Deslices del descaro

'Deslices del descaro', por José Francisco Roldán

La experiencia y veteranía en la vida nos va proporcionando recursos para conocer e interpretar el modo de comportarse de quienes comparten etapas de existencia o tienen relación con el devenir de la sociedad en la que nos ha tocado o decidimos vivir. El mundo no está pensado para que destaquen los prudentes, pues hay muchos advenedizos apropiándose de ideas ajenas con el fin de sacar rendimiento injusto. No son pocos los que se ven desplazados por gentes de su entorno, o no, que protagonizan conductas ejemplares impostadas.

Nadie está libre de verse infectado de petulantes, que resisten cualquier descalabro para mantener la posición dominante, y no tienen vergüenza alguna cuando se les reprocha su despreciable comportamiento. La vida política regala seres singulares, expertos en la fanfarria más obscena, que sobreviven hasta de las catástrofes sociales, porque saben sostenerse con destreza por el alambre de lo inmoral o ilegal a costa de lo que sea. Los profesionales del medio aprenden rápido el modo de enfundarse el impermeable de la indecencia con el que se protegen y avasallan a quienes osan interponerse en su camino.
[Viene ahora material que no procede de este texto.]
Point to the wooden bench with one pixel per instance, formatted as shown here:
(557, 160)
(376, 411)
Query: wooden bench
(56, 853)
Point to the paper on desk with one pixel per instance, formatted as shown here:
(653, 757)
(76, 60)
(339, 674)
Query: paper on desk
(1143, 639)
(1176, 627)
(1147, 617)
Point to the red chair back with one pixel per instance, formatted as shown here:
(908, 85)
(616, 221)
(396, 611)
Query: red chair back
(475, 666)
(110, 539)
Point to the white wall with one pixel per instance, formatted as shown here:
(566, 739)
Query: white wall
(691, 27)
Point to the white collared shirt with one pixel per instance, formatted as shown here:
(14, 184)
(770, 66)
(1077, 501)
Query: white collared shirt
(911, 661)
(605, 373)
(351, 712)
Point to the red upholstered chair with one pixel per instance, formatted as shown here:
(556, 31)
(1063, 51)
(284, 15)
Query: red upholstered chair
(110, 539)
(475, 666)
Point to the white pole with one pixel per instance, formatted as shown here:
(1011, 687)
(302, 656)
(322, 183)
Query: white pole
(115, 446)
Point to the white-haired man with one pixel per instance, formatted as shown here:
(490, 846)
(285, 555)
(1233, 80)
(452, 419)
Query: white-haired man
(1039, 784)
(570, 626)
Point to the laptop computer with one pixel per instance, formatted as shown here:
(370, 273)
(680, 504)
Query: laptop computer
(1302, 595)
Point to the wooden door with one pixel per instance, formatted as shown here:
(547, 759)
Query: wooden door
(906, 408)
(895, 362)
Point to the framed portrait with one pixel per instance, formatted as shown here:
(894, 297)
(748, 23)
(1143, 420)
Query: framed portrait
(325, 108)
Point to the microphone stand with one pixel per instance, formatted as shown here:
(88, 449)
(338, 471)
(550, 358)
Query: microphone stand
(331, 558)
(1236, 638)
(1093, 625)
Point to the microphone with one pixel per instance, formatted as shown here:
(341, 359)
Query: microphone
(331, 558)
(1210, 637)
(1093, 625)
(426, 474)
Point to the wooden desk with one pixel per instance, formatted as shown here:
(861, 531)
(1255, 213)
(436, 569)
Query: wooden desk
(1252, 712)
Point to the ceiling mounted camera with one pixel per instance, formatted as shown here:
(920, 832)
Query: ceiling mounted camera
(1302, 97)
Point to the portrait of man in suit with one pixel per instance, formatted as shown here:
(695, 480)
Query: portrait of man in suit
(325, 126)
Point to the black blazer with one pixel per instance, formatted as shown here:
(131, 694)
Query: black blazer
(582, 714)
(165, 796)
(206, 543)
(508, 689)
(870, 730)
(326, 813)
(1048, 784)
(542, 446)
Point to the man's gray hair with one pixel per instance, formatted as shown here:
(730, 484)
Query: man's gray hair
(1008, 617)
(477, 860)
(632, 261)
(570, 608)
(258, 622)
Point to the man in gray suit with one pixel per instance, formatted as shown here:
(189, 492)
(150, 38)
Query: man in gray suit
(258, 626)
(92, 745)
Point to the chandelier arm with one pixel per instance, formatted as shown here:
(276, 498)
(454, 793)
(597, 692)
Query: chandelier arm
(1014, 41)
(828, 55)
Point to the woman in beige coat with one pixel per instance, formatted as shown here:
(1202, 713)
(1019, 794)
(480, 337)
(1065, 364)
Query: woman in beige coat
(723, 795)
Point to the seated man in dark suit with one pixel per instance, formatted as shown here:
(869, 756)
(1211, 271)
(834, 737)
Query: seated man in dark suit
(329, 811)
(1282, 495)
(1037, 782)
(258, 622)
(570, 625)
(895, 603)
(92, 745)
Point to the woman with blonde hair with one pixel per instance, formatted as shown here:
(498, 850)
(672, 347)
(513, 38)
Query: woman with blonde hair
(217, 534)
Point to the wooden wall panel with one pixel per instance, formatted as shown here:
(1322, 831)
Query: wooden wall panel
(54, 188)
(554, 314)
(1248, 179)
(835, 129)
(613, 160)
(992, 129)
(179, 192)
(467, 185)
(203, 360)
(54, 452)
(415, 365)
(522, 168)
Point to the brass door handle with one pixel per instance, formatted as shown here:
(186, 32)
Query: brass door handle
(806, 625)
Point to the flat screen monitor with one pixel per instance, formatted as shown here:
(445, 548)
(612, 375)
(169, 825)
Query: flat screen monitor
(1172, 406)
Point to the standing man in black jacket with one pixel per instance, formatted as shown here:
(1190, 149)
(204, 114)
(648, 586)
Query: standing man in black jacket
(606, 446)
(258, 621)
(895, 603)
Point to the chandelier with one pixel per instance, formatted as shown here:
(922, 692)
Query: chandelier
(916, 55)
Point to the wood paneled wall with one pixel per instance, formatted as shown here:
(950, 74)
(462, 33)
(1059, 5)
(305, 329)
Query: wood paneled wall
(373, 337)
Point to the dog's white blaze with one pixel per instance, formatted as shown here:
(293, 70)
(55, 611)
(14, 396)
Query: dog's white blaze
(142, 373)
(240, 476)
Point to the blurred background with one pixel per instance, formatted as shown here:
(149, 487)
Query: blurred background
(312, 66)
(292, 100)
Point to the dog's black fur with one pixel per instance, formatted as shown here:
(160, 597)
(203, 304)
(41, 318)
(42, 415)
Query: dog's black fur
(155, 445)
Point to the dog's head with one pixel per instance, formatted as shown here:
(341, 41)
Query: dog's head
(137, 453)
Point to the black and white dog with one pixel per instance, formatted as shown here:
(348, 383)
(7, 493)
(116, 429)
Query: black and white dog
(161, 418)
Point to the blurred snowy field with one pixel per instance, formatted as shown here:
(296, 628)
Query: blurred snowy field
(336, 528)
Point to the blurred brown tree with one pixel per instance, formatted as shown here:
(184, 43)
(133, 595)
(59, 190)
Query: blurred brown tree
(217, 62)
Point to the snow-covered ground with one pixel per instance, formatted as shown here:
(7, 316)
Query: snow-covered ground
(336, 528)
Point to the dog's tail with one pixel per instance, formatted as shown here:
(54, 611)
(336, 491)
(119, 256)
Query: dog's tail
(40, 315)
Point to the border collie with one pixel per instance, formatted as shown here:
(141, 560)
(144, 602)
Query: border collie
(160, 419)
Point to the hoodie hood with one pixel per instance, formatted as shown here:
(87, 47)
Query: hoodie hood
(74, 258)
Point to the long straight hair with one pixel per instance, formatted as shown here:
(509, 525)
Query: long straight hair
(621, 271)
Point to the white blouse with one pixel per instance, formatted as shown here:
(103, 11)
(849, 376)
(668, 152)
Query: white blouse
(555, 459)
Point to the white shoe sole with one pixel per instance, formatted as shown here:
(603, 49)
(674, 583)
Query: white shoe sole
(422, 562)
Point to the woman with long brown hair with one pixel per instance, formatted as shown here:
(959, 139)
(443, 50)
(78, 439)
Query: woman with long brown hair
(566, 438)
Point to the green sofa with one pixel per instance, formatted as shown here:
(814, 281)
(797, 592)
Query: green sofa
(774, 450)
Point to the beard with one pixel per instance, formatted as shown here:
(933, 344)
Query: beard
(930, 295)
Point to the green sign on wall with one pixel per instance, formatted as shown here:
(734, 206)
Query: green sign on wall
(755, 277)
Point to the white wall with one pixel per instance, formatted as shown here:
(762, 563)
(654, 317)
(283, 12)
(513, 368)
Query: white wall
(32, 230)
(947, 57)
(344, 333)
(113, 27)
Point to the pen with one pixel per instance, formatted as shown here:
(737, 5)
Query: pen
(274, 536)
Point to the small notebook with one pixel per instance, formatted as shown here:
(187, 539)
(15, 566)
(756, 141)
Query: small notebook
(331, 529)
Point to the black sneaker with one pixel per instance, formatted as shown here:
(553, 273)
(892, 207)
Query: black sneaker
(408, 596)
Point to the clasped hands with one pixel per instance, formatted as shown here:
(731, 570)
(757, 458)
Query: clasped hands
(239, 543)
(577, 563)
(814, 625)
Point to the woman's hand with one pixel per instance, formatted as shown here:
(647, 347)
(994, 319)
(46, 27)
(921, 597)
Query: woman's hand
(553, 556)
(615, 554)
Los descarados dominan una sociedad equivocada, que sigue manteniendo el modo cabal de comportarse, y no defiende con decisión la verdad o el respeto a lo correcto. Esos expertos del engaño público, que derrochan falacia por los cuatro costados, se enriquecen disimulando una supuesta preocupación social. Es curioso contemplar cómo el aparente ejercicio de un servicio no es más que una trampa para los que aceptan artimañas enfangadas de desprecio.

Determinados líderes sociales, envanecidos con renovada insolencia, derraman una verborrea insultante para justificarse usando coartadas impresentables. La incontinencia verbal suele traicionar en los momentos menos adecuados, pero, por alguna razón, a pesar de adolecer de veracidad, los descarados sortean el resbalón manteniendo el tipo sin despeinarse. No hay mayor ejercicio del descaro que un atraco a mano armada o una estafa perfectamente argumentada, que invade el espacio o los bienes ajenos para esquilmar al más pintado.

La palestra legislativa es un escenario preferido para contemplar barbaridades verbales que, a veces, reproducen textos aparentemente meditados por expertos a sueldo. Si, además, el que desbarra, tiene altas responsabilidades, aparte del desprecio que irradia, demuestra la ridícula consideración que regala a los contrincantes partidarios. En estos días, cuando los candidatos suelen agotar el repertorio de fábulas sociales relatando toda una sarta de estupideces edulcoradas, los descarados suelen cometer deslices, que se implantan en las hemerotecas para regocijo de oponentes y desconsuelo de tantos ciudadanos, ansiosos por verse representados con dignidad.

Un candidato vasco no fue capaz de calificar como terrorista una dinámica asesina de tantos años, que dejó a España sembrada de cadáveres. Retorcer frases, dictadas por quienes tuvieron mucho que ver con la tragedia de tantas familias españolas, no ha hecho más que reproducir en cada palabra una maldad sin límites. Esos deslices han dejado en peor situación, si es que fuere posible, a quienes blanquearon la herencia de muerte para aliarse con la traición y el deshonor.

Nuestro presidente del Gobierno, que es de todos los españoles sin distinción y por igual, según nuestra Constitución, en una intervención parlamentaria no muy lejana, para muchos de los estaban escuchando, pareció reconocer, mientras reprochaba a la oposición no haberle cedido siete votos, que sacrificó la unidad de España y humillado a la nación para conseguirlos. Con un descaro nacido de semejante desliz leyendo su discurso, probablemente redactado por el más torpe de sus asesores, reconocía abiertamente que vendía a España por siete votos, porque se los cedía la parte más sectaria del Congreso de los Diputados. De ese modo infame lograba la suma precisa para gobernar. Sin decirlo, pero era evidente, anunciaba que los españoles tendrían, al menos, dos categorías, con arreglo a la extorsión adecuada nacida en regiones muy definidas del territorio nacional.